University of Virginia Library


187

THE POET.

The Poet, writing, feels nor heat nor cold
Nor thirst nor hunger as he doth unfold,
While his rich mind is open, from its hoard
The gorgeous pageantry, with which it's stored.
Winter or summer outside matters not;
'Mid winter snows he can enjoy a hot
And peerless day in palm groves of Ceylon,
And, 'mid the scorching desert, can dwell on
The breezy Kentish Cliffs, where he was born,
In all the glory of an April morn.
And, though not rich enough to keep a wife,
Omnipresent in day-dreams of his life
He can have some pure image heavenly bright,
Some woman, of a dazzling grace and light
Denied to kings, almost as much imbued
With life as if she were real flesh and blood.

188

He wants no worldly store of costly things,
For he can have for the imaginings,
In turn, the fancifulness of Japan,
The glow of Ind, old art Italian
Or English luxury.
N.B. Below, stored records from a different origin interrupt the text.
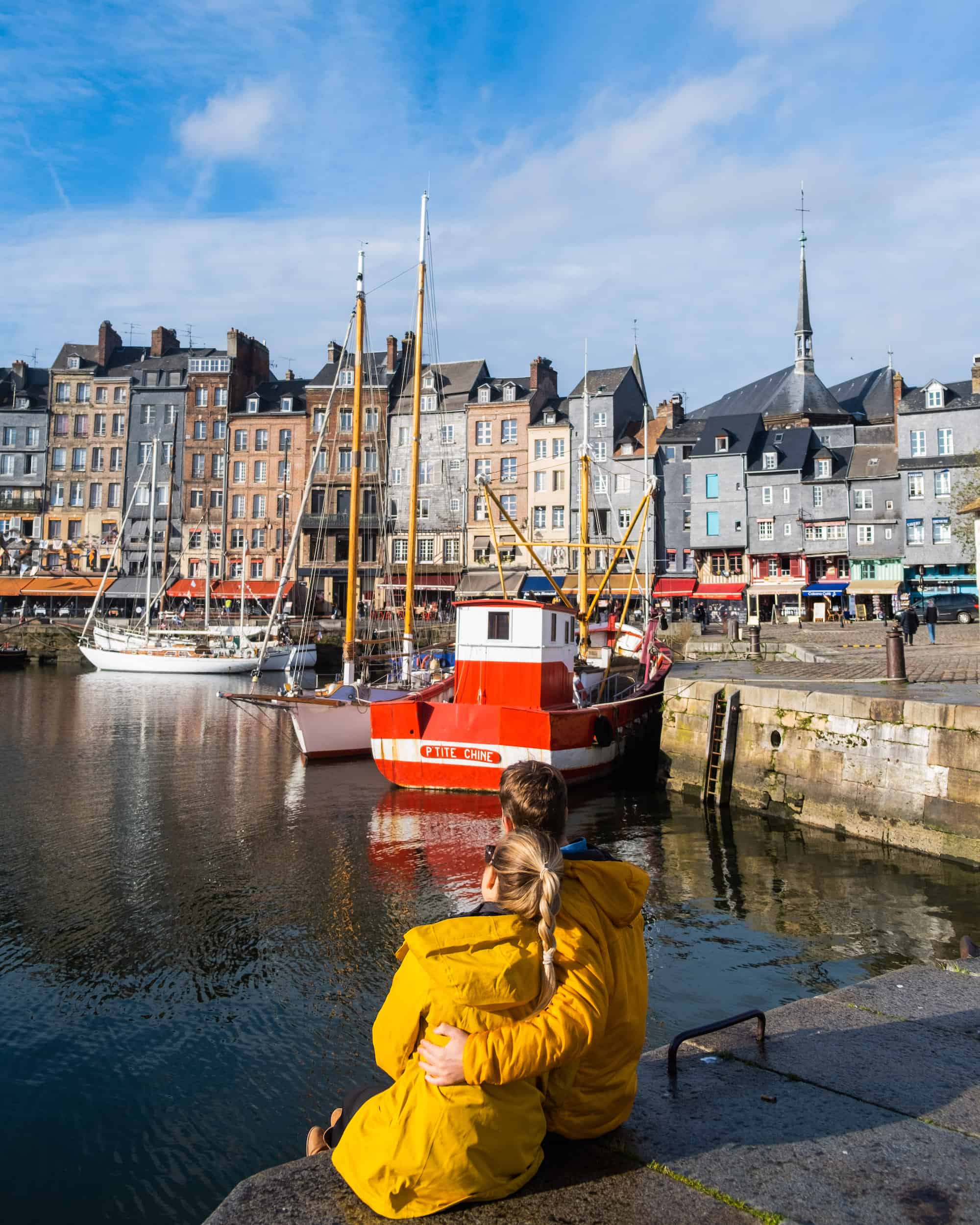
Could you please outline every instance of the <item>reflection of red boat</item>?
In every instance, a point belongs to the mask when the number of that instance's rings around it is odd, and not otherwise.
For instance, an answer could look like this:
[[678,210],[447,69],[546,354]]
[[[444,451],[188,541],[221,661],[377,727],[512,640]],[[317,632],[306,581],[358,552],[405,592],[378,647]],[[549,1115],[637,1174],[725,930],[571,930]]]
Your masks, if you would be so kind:
[[550,762],[570,783],[599,778],[646,736],[658,710],[671,664],[658,647],[650,626],[638,659],[604,647],[576,664],[568,609],[461,604],[452,702],[372,706],[375,762],[399,786],[440,790],[495,791],[501,772],[528,758]]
His home can be
By some wild fiord of the northern sea,
Or in the peerless lands neath southern skies
Peopled by English blood and enterprise.
His house can be some ancient Gothic keep
Or wide verandahed bungalow, where sleep
Reigns through the fiery middle of the day.
Alone, his converse can be grave or gay;
And he is in best company alone,
With none to interrupt the magic tone
Belled from within, a kind of mystic chime
Rung by the fancy to the ear of time.
Give him enough to clothe himself and feed
Without his care, and he is rich indeed,
Able to revel when they both so choose,
In undisturbed communion with his Muse.

189

Dependence is his foul fiend, and restraint,
To have to listen to one drear complaint,
To finish long and uncongenial tasks,
To leave his Muse, when some small tyrant asks.
Freedom is aye the burden of his song,
For he is left one of the common throng
If from constraint and care he is not free
To give himself up to his phantasy.
But it is hard for woman, who is real,
To wed one ever wooing the ideal,
To have the few brief minutes when, tired out,
He cannot follow the will-o'-the-wisp about,
To have him in his uncongenial moods,
When he is unfit for his solitudes,
To live on crumbs of comfort, which may fall
From the rich table, where he feasts with all
The grand guests of his fancy—go through life
More as his children's mother than his wife.
For if a woman is a poet's ideal
His Muse is ever worsted by the real,

190

And all the poetry, which would have gone
Into his written poems, is lavished on
His poem-life, known only to himself
And his soul's Queen; and when laid on the shelf
After his passionate life-time, lost for aye,
Unless some friend who knew him in his day,
Falls back on that life-poem for the plot
Of a romance, writing what he wrote not
But lived. We cannot in this world have both
To indulge in the bright intercourse of youth
And also haunt the shady cloisters where
There lurks an inspiration in the air.
The Muse's husband cannot have a wife,
Like other men, the essence of his life.